Attempting to work with text analysis and computers in general is first and foremost an issue is primarily a challenge of learning a new language. Even if I had a mastery of the theory behind analyzing texts at such a large scale (which I don’t), the chasm between knowing what I wanted to use the R program for and finding the appropriate combination of commands, symbols, and terms remained deep and difficult to navigate. Though the Jockers piece generally provided instructions in manageable portions, there were moments where I was unable to even come up with an idea for a first step in accomplishing the practice problems. While I didn’t have any issues with step three (again, the steps were outlined and examples were given of the proper code to write), I struggled mightily to get the Sense and Sensibility graph to look anything like the one provided in the solutions. I even went so far as to type out each line individually from the solutions sheet and was only able to achieve the graph that I posted on the box website (hint: it’s still wrong). This brings be back to the issue of language: though I thought that I was copying the correct commands in order, the end result still wasn’t consistent with what I thought that it should have been. Without any prior experience working with such tools, and with my only guidance being found in the solutions sheet that I was attempting to copy, I felt that I had clearly made a mistake at some point but I had no idea how to locate and rectify it. Working with a different medium often can be disorienting in a manner that transcends the simple confusion that accompanies learning new materials and methods.

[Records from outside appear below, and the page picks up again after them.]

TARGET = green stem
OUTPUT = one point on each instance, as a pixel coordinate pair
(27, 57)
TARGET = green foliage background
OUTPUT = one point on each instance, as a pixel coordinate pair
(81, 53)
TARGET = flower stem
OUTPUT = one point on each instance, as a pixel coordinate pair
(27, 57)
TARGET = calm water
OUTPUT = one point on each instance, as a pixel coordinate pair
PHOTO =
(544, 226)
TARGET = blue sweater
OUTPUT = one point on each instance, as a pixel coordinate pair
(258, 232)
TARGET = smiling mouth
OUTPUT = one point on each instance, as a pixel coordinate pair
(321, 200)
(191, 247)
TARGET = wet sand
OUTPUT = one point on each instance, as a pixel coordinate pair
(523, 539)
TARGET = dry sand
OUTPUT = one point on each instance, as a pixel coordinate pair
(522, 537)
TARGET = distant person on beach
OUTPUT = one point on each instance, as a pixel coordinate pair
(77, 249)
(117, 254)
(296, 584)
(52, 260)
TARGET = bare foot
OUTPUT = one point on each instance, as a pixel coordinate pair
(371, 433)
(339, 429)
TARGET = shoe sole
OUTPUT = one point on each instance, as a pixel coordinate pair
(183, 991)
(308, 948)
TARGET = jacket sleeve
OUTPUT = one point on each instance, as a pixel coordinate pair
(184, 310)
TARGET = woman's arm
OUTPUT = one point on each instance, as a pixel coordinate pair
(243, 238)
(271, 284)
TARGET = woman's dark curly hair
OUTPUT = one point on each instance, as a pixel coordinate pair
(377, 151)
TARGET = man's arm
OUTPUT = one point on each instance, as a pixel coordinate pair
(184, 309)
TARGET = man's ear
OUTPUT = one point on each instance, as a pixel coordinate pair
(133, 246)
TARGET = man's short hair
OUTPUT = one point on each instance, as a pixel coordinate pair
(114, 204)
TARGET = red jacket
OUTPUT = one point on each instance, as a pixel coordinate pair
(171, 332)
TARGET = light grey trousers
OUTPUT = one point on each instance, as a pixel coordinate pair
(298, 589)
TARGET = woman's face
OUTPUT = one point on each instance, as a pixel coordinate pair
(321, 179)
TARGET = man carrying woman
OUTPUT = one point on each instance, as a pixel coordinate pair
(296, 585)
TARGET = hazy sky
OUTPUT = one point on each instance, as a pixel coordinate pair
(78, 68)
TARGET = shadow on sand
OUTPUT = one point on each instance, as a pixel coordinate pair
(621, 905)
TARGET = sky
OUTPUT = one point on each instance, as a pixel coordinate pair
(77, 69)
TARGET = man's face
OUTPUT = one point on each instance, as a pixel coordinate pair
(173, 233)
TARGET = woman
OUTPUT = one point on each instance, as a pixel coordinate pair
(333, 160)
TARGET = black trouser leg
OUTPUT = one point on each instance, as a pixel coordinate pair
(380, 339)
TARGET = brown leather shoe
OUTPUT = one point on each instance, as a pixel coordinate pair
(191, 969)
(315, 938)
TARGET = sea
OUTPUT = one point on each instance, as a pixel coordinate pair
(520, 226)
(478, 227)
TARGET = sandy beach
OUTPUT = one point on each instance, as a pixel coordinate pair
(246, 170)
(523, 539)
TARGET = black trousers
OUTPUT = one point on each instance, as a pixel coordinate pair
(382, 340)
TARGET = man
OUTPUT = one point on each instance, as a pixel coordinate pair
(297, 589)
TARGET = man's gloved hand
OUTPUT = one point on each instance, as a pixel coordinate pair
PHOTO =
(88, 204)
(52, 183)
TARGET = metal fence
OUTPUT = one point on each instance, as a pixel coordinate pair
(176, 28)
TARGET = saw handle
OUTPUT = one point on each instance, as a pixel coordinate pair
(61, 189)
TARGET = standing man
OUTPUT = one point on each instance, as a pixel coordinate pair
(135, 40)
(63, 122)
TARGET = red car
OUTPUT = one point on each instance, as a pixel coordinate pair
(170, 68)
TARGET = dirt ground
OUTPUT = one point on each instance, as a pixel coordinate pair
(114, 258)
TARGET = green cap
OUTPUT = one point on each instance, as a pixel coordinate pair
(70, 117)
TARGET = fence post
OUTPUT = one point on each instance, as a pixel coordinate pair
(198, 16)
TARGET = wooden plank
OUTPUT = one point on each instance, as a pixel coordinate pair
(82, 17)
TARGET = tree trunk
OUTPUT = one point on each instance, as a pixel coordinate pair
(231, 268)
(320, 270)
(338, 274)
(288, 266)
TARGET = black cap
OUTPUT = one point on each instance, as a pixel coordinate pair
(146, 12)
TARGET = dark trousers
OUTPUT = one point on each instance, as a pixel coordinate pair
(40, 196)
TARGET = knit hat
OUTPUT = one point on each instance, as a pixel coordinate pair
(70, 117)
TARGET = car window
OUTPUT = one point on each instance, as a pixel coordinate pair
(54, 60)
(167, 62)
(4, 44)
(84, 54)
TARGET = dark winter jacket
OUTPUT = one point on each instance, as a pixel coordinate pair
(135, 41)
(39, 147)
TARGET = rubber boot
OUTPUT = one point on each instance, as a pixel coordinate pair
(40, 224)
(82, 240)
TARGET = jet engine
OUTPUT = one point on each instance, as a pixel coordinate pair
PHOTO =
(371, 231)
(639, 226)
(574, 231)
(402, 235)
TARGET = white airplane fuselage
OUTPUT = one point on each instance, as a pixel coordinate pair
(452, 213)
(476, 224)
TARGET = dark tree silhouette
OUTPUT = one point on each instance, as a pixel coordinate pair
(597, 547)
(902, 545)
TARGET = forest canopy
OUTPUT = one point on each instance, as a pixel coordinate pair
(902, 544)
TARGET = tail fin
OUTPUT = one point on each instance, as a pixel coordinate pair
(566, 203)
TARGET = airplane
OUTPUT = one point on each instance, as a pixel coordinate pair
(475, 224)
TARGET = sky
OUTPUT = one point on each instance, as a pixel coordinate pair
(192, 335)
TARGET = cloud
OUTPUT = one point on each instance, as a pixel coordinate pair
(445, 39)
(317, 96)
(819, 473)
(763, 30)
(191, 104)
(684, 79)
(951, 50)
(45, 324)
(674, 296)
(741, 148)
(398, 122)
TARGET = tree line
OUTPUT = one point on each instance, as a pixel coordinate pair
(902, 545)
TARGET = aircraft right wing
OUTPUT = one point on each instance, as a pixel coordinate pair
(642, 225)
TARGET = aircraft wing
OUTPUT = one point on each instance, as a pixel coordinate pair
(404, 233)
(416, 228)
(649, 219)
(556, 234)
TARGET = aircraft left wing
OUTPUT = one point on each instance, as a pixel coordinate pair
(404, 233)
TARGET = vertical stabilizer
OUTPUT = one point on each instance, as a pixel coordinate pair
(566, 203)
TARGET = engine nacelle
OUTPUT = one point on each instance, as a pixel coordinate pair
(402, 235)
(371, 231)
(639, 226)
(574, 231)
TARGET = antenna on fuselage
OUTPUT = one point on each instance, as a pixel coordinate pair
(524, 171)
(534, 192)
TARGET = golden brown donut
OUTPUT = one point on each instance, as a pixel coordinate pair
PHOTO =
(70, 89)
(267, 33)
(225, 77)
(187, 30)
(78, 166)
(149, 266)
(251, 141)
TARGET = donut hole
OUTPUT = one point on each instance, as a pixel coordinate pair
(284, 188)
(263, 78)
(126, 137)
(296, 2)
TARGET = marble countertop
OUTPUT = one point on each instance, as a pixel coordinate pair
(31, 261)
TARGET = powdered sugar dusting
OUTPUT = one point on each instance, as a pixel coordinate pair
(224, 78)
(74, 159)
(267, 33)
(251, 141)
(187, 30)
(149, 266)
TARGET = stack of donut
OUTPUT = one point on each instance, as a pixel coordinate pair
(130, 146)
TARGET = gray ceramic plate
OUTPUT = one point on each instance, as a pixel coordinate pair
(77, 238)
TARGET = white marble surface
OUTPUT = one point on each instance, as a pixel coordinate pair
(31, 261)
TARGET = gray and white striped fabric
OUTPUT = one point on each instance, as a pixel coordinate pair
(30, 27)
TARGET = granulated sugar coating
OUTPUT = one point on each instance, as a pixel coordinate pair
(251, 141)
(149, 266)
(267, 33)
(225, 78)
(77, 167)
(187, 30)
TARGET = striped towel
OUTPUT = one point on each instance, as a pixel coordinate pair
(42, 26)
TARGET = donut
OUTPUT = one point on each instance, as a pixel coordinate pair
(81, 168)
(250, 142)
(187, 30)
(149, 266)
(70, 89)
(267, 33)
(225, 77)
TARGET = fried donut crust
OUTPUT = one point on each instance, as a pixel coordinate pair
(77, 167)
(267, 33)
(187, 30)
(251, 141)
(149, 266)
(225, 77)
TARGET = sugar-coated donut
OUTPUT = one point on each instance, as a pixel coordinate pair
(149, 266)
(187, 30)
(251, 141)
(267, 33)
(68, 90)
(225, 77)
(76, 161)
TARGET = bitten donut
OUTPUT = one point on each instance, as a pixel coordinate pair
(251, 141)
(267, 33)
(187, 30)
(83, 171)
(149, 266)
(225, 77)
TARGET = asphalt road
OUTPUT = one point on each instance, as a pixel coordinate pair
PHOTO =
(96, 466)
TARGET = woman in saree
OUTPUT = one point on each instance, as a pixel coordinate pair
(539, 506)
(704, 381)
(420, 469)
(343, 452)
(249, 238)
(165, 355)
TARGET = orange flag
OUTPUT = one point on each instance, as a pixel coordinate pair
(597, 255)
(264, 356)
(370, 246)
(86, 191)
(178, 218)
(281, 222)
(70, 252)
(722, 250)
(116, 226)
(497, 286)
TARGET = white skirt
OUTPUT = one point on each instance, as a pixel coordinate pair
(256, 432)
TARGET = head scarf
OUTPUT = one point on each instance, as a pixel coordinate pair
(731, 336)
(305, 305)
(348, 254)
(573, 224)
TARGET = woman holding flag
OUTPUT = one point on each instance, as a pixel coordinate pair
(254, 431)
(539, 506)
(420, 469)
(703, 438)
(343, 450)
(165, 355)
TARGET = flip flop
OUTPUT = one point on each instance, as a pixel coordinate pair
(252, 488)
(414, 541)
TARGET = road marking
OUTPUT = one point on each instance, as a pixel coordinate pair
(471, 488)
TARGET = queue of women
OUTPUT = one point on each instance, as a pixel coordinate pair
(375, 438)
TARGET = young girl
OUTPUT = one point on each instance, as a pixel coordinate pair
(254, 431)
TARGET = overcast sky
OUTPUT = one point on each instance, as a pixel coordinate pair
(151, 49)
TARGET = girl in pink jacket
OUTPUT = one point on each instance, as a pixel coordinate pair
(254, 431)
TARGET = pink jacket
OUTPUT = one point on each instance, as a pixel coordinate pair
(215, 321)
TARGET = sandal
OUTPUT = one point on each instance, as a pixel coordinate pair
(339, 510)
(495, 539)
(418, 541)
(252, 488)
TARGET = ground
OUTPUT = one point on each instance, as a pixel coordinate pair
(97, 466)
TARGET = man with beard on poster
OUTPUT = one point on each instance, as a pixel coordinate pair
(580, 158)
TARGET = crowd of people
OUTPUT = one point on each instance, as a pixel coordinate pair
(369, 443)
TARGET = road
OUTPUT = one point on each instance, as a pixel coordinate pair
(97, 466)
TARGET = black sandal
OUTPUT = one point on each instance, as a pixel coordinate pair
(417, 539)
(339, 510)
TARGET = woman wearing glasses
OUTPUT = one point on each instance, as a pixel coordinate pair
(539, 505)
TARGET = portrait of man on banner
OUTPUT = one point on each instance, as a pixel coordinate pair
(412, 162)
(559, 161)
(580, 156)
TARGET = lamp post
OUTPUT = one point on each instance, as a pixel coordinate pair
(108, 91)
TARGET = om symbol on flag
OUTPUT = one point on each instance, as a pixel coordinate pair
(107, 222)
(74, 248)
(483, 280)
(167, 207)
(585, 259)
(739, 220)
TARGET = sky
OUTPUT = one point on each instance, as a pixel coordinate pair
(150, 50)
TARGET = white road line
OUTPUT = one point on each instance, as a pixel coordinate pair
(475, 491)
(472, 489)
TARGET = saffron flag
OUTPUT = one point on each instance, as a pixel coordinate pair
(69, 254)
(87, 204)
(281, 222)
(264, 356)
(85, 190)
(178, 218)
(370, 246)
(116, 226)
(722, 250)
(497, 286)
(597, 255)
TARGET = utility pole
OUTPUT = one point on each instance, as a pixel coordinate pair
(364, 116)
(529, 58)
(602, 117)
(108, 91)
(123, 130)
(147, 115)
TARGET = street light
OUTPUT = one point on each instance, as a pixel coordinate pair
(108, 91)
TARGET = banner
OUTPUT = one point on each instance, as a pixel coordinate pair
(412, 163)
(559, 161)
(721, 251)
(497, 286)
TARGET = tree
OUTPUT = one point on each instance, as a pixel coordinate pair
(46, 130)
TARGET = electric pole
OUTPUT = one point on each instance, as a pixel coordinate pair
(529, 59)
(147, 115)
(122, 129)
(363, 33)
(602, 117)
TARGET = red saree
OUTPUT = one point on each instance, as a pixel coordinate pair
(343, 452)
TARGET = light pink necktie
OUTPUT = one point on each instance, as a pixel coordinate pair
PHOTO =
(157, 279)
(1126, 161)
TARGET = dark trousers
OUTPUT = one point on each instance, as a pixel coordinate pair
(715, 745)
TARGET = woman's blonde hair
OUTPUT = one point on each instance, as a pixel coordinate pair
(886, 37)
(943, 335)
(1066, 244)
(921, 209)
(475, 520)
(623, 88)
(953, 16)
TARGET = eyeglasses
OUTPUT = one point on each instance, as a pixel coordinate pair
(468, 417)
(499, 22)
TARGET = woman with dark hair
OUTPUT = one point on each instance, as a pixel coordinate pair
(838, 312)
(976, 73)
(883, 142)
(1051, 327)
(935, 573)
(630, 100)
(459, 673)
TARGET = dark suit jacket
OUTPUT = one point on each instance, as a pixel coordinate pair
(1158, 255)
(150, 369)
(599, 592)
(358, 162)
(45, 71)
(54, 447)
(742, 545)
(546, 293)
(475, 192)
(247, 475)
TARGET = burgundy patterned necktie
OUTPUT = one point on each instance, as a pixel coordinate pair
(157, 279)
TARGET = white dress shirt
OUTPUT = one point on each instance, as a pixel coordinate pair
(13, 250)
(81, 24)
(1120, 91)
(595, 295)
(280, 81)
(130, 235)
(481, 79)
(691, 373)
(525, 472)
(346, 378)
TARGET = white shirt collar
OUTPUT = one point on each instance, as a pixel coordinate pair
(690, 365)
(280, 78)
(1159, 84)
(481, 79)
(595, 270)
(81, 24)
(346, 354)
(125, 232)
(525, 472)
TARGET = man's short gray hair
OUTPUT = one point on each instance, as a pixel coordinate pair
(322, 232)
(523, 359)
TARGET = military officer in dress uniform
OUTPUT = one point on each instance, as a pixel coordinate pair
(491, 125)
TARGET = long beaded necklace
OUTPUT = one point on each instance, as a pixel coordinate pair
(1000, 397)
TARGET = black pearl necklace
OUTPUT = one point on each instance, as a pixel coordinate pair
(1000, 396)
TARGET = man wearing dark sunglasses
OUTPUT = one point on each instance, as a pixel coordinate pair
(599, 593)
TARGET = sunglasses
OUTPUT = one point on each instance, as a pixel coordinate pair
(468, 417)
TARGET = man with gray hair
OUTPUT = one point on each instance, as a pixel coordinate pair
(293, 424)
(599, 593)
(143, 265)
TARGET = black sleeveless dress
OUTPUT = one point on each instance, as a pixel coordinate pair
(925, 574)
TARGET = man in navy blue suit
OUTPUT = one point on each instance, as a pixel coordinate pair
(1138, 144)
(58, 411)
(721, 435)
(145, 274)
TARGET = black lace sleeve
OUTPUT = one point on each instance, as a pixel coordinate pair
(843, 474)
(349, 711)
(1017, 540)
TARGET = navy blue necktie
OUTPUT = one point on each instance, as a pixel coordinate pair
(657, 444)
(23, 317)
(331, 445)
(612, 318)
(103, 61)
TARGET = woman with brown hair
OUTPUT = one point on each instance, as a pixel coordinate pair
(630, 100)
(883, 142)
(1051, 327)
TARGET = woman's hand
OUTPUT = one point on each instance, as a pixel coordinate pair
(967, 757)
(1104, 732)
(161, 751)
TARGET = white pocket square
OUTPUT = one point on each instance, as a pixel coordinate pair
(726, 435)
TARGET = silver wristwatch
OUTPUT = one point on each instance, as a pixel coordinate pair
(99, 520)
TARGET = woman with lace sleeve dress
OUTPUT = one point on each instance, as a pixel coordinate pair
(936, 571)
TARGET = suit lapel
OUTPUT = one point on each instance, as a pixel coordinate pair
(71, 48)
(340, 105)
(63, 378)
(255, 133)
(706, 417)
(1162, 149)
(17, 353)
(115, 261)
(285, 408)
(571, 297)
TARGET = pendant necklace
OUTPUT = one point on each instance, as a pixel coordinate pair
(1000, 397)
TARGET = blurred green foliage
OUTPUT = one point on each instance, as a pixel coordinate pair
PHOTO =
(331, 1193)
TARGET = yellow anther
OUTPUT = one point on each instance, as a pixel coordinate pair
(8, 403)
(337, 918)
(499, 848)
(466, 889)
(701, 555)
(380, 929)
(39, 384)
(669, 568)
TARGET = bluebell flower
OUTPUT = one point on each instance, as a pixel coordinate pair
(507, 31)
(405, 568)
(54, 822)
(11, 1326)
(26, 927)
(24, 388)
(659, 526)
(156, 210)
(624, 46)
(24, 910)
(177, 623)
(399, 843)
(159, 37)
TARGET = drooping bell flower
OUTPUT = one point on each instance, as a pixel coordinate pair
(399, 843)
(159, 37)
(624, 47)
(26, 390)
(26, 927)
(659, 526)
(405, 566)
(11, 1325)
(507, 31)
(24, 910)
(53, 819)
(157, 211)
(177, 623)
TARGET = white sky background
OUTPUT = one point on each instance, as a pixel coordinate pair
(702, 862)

That being said, working with the R program and being able to create graphs that help visualize otherwise abstract concepts was a valuable experience. Being able to determine which words comprise what percentage of a given novel was a feat that otherwise would have been nearly impossible. The changes in scales of analysis can certainly provide a framework for new types of studies and new bodies of knowledge within the humanities that traditional close reading would not be able to uncover on its own. It should be noted, though, that digital text analysis on its own can accomplish nothing in regards to generating knowledge. After embarking on a herculean effort to wrangle a computer into manipulating a text in a certain way, the user is still left with a collection of pictures and numbers of undetermined significance. Clement did an exemplary job of showing how complicated texts can be broken down and reconstituted in a different form, and she went beyond that to show how the challenge of making meaning, drawing conclusions, and utilizing different types of data to form a coherent argument relies heavily on one’s ability to sift through the overwhelming combinations of graphs and codes in order to find what’s relevant and useful. A digital text analysis is only as useful as its interpreter, and the new scales and types of data that the digital humanities can produce are only as useful as their openness to interpretation.